The sick thriller "Saw" and its spawn, "Saw II" and "Saw III," cost a combined $16 million to make and grossed $416 million worldwide, spurring its producers, Mark Burg and Oren Koules, to form a production company devoted exclusively to horror: Twisted Pictures. "Saw IV" is set for later this year, and scripts are being written for versions five and six.

"The horror audience is a lot smarter than people give them credit for," Burg says, "and if you want to be successful, you've got to be edgy." Edgy, these days, translates into onscreen torture (two "Hostels," three "Saws"), rape (the recent remake of "The Hills Have Eyes") and dismemberment (all of the above).

Burg considers Roth a friend and cheers his success, but he gloats nonetheless: Roth was forced to rewrite a scene in the script for "Hostel: Part II" when he discovered a similar bit had just been shot for "Saw III": a young woman's belly ring gets ripped from the flesh of her comely tummy. "We beat him to it," Burg says.

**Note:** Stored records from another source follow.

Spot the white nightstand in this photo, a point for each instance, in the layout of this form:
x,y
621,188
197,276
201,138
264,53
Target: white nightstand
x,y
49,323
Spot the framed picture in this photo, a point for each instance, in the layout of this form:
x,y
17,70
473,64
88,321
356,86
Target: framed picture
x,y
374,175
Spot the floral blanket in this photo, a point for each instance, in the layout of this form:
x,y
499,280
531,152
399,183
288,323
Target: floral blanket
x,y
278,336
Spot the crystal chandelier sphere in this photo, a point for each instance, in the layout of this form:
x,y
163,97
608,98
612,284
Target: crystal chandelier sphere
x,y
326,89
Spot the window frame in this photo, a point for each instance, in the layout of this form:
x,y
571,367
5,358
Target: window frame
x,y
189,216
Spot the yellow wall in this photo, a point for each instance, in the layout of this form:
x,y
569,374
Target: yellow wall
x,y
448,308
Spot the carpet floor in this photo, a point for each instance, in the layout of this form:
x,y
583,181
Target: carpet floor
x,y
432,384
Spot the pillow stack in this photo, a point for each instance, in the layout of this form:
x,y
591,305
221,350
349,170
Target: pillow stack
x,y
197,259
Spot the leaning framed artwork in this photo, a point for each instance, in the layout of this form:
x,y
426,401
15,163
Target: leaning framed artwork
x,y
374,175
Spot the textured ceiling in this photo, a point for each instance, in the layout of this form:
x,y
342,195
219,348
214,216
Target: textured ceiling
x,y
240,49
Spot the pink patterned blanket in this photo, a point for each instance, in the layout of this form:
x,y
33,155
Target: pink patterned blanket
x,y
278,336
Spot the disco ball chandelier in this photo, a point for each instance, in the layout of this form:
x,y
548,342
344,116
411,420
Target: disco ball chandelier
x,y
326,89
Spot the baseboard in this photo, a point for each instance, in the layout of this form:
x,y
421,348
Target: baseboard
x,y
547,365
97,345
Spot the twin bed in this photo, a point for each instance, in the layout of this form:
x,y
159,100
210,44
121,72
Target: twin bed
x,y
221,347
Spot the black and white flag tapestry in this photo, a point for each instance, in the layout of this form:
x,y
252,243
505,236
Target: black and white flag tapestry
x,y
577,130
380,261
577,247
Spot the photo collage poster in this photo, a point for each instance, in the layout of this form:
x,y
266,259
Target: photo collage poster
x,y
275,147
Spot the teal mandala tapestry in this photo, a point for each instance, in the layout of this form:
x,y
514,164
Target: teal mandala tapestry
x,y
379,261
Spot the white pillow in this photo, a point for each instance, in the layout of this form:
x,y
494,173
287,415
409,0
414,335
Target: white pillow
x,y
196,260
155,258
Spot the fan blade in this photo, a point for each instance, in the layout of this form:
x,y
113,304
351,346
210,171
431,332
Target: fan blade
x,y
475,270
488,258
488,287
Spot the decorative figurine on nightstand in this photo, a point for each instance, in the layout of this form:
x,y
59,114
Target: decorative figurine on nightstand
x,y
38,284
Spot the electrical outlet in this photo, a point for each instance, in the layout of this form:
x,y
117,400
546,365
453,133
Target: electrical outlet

"Horror films tell us a lot about our culture," says Aviva Briefel, a professor who studies the genre at Bowdoin College. "They make us think about violence, fear and danger, but from a safe distance." She praises Eli Roth for his "smart and provocative" films and calls him the "next Wes Craven," the iconic director of such venerated slashfests as "A Nightmare on Elm Street" and "The Hills Have Eyes" (the first one, in 1977).

Roth's fascination with scary movies began at age 8 when he watched "Alien," a sci-fi thriller about a monster that kills the entire crew of a doomed spaceship (except for the requisite damsel-in-distress, Sigourney Weaver). "That was the day I decided to become a director,'' he says. He persuaded his parents to buy him an 8mm camera, and by the time he entered New York University's film school in 1990, he had made 50 short films. In one sequence his brother is attacked with a circular saw and blood (ketchup) splatters all over the floor.